World Bank Welcomes African Leadership on Natural Capital Accounting
May 25, 2012
Announces $3m in support from Japan to help countries around the world put it into action
GABORONE, BOTSWANA, May 25, 2012 – The World Bank’s Vice President for Sustainable Development, Rachel Kyte, today welcomed the strong endorsement from ten African countries for natural capital accounting - a tool for factoring countries’ natural assets into their systems of national accounting.
Speaking at the conclusion of the African Sustainability Summit in Botswana, Kyte said African leaders had shown the way forward through a joint communiqué on natural capital accounting which recognized GDP’s limitations as a measure of well-being and sustainable growth and underscored the importance of a tool for taking natural capital into account for improved economic decision-making.
“Africa is where sustained and sustainable economic growth and the stewardship of natural wealth become one and the same thing,” Kyte said. “Making progress means more than just a strong GDP - it means giving equal attention to the economic, environmental and social pillars of sustainable development. By endorsing natural capital accounting as a tool for delivering on more inclusive green growth, Africa is showing the way for the rest of the world.”

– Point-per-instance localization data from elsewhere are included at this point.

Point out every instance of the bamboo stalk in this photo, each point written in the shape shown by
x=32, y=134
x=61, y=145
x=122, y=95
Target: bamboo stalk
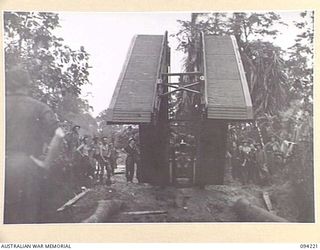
x=73, y=200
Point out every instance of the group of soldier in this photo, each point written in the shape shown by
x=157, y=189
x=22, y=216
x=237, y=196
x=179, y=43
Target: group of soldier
x=37, y=144
x=257, y=163
x=89, y=158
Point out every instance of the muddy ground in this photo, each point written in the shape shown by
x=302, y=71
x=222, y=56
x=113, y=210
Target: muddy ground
x=189, y=204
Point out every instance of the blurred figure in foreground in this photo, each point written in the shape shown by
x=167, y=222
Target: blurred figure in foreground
x=29, y=125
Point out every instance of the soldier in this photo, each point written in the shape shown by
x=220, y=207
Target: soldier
x=96, y=156
x=132, y=155
x=113, y=157
x=29, y=125
x=73, y=141
x=105, y=153
x=84, y=168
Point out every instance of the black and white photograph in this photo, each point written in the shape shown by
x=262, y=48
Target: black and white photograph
x=158, y=117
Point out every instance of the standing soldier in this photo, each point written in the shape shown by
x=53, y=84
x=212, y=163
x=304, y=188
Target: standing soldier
x=96, y=156
x=73, y=141
x=271, y=149
x=84, y=168
x=29, y=125
x=105, y=164
x=113, y=157
x=132, y=155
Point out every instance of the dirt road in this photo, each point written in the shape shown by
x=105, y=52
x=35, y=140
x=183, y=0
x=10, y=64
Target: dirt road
x=212, y=204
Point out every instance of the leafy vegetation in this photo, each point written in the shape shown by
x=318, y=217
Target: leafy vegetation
x=57, y=71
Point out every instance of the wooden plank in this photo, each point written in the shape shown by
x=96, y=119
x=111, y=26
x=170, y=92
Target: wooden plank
x=227, y=91
x=137, y=83
x=71, y=202
x=243, y=78
x=145, y=212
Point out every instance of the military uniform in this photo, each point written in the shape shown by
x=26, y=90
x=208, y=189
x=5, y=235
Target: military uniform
x=132, y=157
x=29, y=125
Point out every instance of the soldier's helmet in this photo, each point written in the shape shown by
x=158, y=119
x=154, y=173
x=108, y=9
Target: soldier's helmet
x=16, y=78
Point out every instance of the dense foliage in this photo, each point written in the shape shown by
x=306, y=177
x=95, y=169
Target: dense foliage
x=280, y=82
x=57, y=71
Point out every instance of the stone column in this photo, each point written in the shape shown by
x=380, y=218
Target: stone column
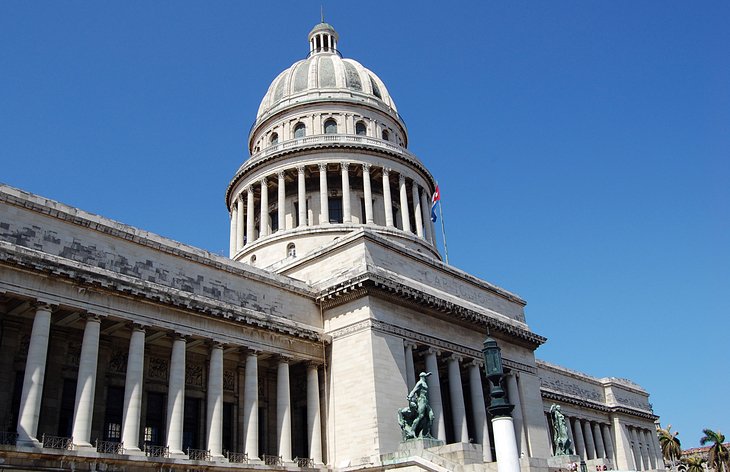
x=239, y=222
x=324, y=212
x=283, y=410
x=215, y=401
x=368, y=194
x=580, y=448
x=404, y=213
x=426, y=218
x=505, y=444
x=438, y=428
x=608, y=444
x=250, y=230
x=650, y=449
x=264, y=216
x=176, y=396
x=481, y=430
x=232, y=239
x=417, y=210
x=346, y=204
x=598, y=439
x=251, y=405
x=588, y=437
x=86, y=383
x=569, y=427
x=131, y=414
x=458, y=410
x=624, y=454
x=410, y=369
x=314, y=424
x=387, y=201
x=513, y=394
x=281, y=202
x=301, y=197
x=35, y=372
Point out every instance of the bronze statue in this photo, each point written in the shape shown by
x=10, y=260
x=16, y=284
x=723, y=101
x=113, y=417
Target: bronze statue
x=415, y=420
x=561, y=441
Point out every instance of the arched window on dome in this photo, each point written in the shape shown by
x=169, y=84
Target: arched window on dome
x=360, y=128
x=300, y=131
x=330, y=126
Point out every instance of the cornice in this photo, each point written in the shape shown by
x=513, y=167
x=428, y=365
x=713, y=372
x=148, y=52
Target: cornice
x=369, y=283
x=75, y=216
x=95, y=278
x=548, y=394
x=253, y=163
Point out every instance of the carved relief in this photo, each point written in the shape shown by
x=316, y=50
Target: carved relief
x=157, y=368
x=194, y=374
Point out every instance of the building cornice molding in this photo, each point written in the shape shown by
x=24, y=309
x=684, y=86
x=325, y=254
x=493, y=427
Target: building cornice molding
x=548, y=394
x=418, y=338
x=373, y=284
x=16, y=197
x=89, y=277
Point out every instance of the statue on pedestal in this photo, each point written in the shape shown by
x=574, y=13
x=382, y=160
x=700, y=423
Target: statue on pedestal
x=561, y=441
x=415, y=420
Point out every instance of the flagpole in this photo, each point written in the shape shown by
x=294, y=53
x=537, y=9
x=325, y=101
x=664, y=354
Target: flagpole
x=443, y=229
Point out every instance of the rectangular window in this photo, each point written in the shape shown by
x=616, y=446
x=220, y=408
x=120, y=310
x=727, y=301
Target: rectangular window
x=335, y=207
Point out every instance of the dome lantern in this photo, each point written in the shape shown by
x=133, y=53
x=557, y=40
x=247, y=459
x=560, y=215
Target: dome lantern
x=323, y=39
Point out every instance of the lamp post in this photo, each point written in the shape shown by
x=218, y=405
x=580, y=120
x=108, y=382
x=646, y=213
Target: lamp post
x=505, y=443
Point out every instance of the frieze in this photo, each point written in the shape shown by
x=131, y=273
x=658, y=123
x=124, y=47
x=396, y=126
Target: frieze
x=194, y=374
x=158, y=368
x=423, y=339
x=229, y=380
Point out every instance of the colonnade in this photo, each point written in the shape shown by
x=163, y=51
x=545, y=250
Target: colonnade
x=243, y=212
x=30, y=401
x=454, y=363
x=595, y=440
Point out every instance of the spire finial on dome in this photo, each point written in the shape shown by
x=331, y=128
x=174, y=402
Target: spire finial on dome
x=323, y=38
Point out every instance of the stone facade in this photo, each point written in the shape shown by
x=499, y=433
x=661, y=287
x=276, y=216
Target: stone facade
x=120, y=349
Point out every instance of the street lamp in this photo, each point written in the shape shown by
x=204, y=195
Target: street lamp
x=505, y=443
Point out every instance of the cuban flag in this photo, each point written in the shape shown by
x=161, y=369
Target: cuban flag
x=434, y=200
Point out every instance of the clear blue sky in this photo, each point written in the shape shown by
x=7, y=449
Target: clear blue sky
x=582, y=149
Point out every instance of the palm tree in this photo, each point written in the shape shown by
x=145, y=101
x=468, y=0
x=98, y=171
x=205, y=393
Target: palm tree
x=694, y=463
x=718, y=457
x=669, y=442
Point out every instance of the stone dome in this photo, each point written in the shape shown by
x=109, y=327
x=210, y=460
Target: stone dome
x=325, y=75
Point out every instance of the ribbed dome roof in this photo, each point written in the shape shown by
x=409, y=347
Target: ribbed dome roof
x=325, y=71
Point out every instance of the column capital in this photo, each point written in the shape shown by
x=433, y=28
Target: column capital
x=43, y=305
x=456, y=357
x=433, y=350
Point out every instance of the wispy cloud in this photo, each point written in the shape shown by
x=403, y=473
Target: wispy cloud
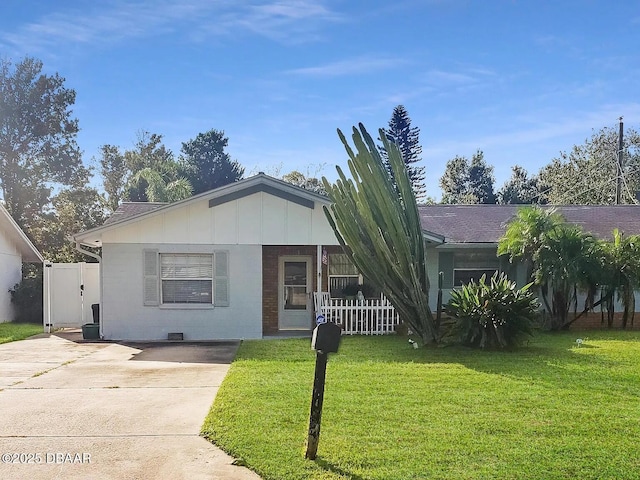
x=355, y=66
x=120, y=20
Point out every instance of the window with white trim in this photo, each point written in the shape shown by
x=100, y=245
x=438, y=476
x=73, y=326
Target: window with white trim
x=472, y=265
x=342, y=273
x=186, y=278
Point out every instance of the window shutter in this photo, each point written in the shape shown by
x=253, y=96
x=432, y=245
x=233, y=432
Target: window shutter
x=151, y=290
x=221, y=279
x=445, y=265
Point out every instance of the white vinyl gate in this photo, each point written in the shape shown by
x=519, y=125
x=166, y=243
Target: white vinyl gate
x=69, y=291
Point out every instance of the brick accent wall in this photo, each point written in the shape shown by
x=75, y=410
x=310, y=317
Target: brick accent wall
x=270, y=257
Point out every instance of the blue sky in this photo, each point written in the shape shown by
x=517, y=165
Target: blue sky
x=520, y=80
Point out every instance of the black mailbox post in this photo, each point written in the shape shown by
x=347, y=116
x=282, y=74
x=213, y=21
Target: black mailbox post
x=325, y=340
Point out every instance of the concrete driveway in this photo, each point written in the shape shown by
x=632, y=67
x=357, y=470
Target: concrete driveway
x=110, y=411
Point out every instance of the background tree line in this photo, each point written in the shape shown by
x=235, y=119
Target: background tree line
x=48, y=189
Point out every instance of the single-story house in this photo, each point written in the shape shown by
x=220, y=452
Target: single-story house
x=244, y=260
x=15, y=248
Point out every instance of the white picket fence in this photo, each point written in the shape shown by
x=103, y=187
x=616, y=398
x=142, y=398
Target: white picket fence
x=361, y=317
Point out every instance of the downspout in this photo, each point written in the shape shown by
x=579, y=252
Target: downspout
x=99, y=259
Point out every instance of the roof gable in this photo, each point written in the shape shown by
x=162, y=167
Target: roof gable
x=131, y=212
x=10, y=228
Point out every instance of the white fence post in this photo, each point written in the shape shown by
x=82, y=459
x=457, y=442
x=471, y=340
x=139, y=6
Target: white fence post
x=367, y=317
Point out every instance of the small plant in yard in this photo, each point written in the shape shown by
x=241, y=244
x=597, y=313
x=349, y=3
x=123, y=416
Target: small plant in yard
x=492, y=315
x=11, y=332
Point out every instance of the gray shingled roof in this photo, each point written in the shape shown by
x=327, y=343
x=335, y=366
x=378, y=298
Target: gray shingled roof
x=486, y=223
x=130, y=209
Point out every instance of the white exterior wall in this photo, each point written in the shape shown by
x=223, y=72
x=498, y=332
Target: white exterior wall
x=240, y=226
x=258, y=219
x=124, y=317
x=10, y=274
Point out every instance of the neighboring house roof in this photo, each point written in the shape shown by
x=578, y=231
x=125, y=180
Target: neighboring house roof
x=133, y=211
x=487, y=223
x=10, y=228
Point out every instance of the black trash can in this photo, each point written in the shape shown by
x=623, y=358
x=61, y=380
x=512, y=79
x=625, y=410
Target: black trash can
x=95, y=310
x=91, y=331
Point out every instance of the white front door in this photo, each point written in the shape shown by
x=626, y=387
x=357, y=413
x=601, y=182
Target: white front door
x=294, y=289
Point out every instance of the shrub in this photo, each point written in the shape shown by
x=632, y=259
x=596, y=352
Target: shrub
x=492, y=315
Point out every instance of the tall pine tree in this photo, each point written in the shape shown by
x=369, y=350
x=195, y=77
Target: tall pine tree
x=406, y=138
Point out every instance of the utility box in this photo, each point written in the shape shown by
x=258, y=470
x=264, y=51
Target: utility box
x=326, y=338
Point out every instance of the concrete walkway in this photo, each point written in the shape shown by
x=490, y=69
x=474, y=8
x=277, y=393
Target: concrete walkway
x=110, y=411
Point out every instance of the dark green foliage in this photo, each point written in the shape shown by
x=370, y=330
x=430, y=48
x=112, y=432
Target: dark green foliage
x=74, y=210
x=492, y=315
x=406, y=138
x=26, y=296
x=465, y=182
x=38, y=146
x=305, y=181
x=519, y=189
x=567, y=261
x=620, y=275
x=587, y=174
x=377, y=217
x=205, y=163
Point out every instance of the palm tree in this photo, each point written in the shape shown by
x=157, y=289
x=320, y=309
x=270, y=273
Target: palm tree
x=567, y=261
x=525, y=236
x=621, y=263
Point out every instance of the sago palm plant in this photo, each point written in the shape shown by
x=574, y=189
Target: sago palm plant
x=492, y=314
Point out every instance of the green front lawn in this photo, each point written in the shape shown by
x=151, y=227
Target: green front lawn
x=10, y=332
x=548, y=411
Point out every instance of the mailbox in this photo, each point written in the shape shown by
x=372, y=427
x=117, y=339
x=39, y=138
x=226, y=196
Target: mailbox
x=326, y=338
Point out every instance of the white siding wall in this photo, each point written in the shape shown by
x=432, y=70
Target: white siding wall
x=125, y=318
x=258, y=219
x=10, y=274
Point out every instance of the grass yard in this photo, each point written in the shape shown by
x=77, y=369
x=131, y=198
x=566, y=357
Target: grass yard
x=11, y=332
x=548, y=411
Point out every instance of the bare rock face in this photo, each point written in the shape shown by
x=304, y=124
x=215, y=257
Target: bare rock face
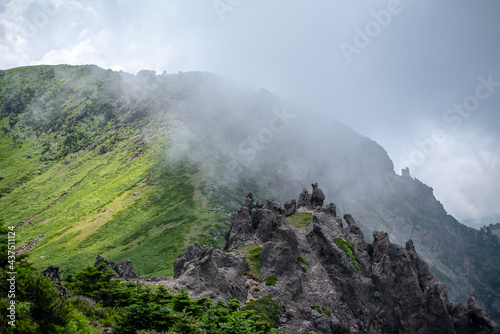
x=52, y=272
x=317, y=196
x=123, y=268
x=212, y=273
x=326, y=276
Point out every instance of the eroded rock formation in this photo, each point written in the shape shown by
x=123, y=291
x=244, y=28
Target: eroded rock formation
x=328, y=277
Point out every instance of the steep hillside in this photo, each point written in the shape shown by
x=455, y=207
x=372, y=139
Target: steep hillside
x=101, y=162
x=323, y=275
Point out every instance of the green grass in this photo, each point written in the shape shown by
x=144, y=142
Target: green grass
x=299, y=219
x=348, y=248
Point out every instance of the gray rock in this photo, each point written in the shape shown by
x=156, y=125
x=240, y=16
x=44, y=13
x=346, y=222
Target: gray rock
x=290, y=207
x=213, y=274
x=52, y=272
x=304, y=199
x=317, y=196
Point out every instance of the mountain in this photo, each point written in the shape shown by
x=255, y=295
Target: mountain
x=100, y=162
x=323, y=275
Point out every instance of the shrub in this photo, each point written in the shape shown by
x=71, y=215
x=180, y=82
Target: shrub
x=348, y=248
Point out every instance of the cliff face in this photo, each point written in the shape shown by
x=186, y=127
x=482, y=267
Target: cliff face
x=80, y=143
x=324, y=275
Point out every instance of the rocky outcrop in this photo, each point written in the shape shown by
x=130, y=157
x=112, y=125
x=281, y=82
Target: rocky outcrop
x=326, y=275
x=317, y=196
x=211, y=273
x=28, y=245
x=123, y=268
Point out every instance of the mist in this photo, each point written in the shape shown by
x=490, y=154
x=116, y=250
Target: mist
x=422, y=78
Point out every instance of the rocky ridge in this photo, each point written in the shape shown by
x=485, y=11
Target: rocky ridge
x=325, y=276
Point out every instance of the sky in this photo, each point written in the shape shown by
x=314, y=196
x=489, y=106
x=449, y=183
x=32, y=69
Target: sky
x=421, y=78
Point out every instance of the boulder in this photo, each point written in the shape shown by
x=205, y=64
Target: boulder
x=290, y=207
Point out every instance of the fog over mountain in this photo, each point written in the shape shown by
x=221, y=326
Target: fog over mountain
x=420, y=78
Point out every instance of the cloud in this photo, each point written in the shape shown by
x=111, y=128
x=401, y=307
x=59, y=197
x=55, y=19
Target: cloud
x=427, y=58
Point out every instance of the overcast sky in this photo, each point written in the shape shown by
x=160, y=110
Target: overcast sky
x=422, y=77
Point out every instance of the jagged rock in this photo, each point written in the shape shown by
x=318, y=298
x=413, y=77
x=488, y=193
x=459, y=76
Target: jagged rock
x=290, y=207
x=12, y=105
x=329, y=209
x=212, y=273
x=122, y=268
x=304, y=199
x=317, y=196
x=28, y=245
x=248, y=203
x=329, y=279
x=53, y=273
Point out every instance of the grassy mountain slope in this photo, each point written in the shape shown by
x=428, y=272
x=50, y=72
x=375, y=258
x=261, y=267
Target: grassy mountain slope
x=95, y=185
x=137, y=167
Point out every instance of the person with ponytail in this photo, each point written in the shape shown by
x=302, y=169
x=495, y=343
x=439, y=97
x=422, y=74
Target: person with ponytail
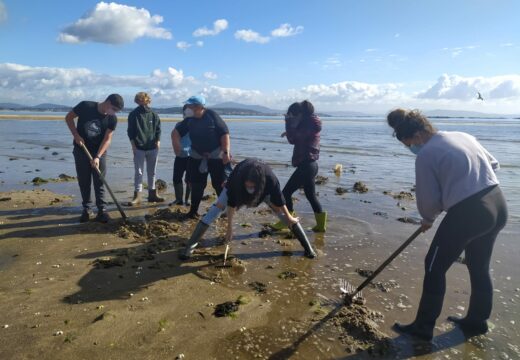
x=302, y=129
x=250, y=183
x=144, y=132
x=456, y=174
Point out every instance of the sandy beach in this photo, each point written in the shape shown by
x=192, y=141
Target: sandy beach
x=115, y=291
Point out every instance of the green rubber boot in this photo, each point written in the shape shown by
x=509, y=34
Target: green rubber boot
x=281, y=224
x=321, y=222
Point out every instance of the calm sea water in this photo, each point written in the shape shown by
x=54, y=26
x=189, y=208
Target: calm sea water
x=364, y=147
x=368, y=153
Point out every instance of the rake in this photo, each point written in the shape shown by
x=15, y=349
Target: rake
x=353, y=294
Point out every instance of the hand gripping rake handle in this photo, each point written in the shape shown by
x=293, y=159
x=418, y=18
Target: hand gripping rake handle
x=123, y=215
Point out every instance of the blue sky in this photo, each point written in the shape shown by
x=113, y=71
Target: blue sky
x=342, y=55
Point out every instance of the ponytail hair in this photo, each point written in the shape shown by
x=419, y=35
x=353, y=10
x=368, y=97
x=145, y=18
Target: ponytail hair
x=406, y=123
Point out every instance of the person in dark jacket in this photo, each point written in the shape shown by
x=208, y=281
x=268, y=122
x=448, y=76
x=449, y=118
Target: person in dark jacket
x=144, y=132
x=182, y=150
x=250, y=183
x=302, y=128
x=456, y=174
x=210, y=149
x=94, y=129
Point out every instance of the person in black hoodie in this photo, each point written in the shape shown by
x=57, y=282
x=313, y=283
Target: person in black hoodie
x=302, y=128
x=94, y=129
x=144, y=132
x=210, y=149
x=250, y=183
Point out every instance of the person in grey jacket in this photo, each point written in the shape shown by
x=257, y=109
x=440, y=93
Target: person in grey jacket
x=456, y=174
x=144, y=132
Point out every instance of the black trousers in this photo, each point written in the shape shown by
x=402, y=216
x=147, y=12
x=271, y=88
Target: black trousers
x=199, y=181
x=180, y=167
x=86, y=175
x=304, y=175
x=471, y=226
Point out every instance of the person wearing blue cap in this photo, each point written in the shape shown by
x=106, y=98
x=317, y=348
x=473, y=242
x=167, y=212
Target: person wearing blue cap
x=210, y=149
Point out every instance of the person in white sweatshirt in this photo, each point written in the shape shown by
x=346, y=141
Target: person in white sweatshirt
x=456, y=174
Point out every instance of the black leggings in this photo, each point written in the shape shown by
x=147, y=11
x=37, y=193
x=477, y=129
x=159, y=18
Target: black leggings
x=471, y=225
x=304, y=175
x=180, y=166
x=200, y=180
x=86, y=176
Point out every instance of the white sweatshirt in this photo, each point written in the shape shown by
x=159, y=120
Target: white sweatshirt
x=449, y=168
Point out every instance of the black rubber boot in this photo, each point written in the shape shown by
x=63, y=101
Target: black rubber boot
x=85, y=216
x=195, y=238
x=479, y=310
x=136, y=200
x=153, y=197
x=188, y=193
x=304, y=241
x=429, y=310
x=178, y=193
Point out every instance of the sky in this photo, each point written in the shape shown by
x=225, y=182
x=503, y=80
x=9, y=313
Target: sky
x=342, y=55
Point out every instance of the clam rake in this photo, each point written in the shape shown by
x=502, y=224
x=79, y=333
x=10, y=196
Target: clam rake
x=353, y=294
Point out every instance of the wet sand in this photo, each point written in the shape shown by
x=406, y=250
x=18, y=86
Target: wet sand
x=70, y=290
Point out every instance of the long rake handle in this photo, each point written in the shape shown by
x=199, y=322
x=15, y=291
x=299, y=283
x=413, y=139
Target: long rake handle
x=123, y=215
x=383, y=265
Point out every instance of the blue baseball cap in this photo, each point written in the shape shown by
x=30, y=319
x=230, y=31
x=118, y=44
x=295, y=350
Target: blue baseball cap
x=196, y=100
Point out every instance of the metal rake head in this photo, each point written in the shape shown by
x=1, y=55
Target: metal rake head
x=350, y=292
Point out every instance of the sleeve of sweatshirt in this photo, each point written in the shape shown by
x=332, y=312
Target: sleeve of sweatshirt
x=157, y=128
x=427, y=189
x=495, y=165
x=131, y=126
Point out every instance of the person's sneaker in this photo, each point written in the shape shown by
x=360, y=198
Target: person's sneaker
x=192, y=215
x=103, y=217
x=85, y=216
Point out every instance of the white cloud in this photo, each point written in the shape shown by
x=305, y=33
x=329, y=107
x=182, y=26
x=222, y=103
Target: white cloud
x=350, y=91
x=3, y=12
x=183, y=45
x=456, y=51
x=218, y=26
x=217, y=94
x=251, y=36
x=170, y=86
x=286, y=30
x=210, y=75
x=113, y=23
x=27, y=84
x=455, y=87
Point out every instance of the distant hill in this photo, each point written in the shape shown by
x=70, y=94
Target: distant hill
x=349, y=113
x=10, y=106
x=255, y=108
x=463, y=114
x=50, y=107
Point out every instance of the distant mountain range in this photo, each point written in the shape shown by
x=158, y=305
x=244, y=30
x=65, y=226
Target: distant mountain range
x=234, y=108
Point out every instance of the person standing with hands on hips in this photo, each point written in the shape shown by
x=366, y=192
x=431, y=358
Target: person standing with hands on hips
x=302, y=128
x=144, y=132
x=210, y=149
x=94, y=129
x=182, y=150
x=456, y=174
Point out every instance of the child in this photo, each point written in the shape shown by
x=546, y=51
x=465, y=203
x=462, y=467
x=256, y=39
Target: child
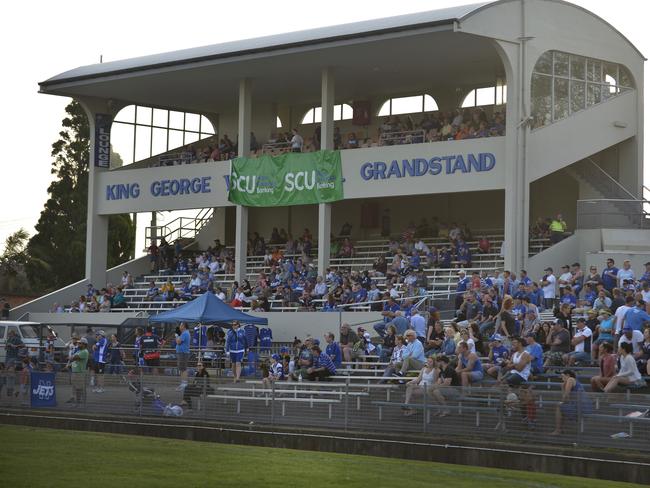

Kyte said that 24 countries around the world were already compiling natural capital accounts. With so much on-the-ground experience to draw upon, she said the World Bank was hoping to see at least 50 countries and 50 private corporations follow Africa’s lead by endorsing natural capital accounting at the upcoming Rio+20 Conference.
The World Bank is supporting countries to factor their natural capital into systems of national accounts through a global partnership called WAVES (Wealth Accounting and the Valuation of Ecosystem Services). Ms Kyte took the opportunity of the Botswana Summit to announce the Government of Japan’s financial commitment of $US3 million to support the WAVES Partnership.
“Japan’s generous commitment helps us step up to meet the increasing demand from countries to make natural capital accounting a reality,” Kyte said.
Japan’s Deputy Vice Minister of Finance for International Affairs and Executive Assistant to the Prime Minister for Global Environmental Finance, Naoko Ishii said “Japan has long been a supporter to enhancing biodiversity and preserving ecosystems, and is excited to strengthen this initiative.”
WAVES is working to build capacity in countries to implement Natural Capital Accounting based on the UN’s recently endorsed System for Environmental and Economic Accounts (SEEA). The SEEA provides an internationally agreed method, on par with the current System of National Accounts, to account for material natural resources like minerals, timber, and fisheries.
WAVES is also working to develop an agreed methodology for accounting for ecosystem services, including for example, the `regulating’ services of forests for pollination and wetlands for reducing the impacts of floods.
The WAVES partnership includes the United Nations Environment Program, the UN Development Program, and the UN Statistical Commission; the countries of Botswana, Colombia, Costa Rica, Madagascar, and the Philippines, which are implementing programs; as well as financial or technical support from Australia, Canada, France, Japan, Norway, the United Kingdom, and several NGOS.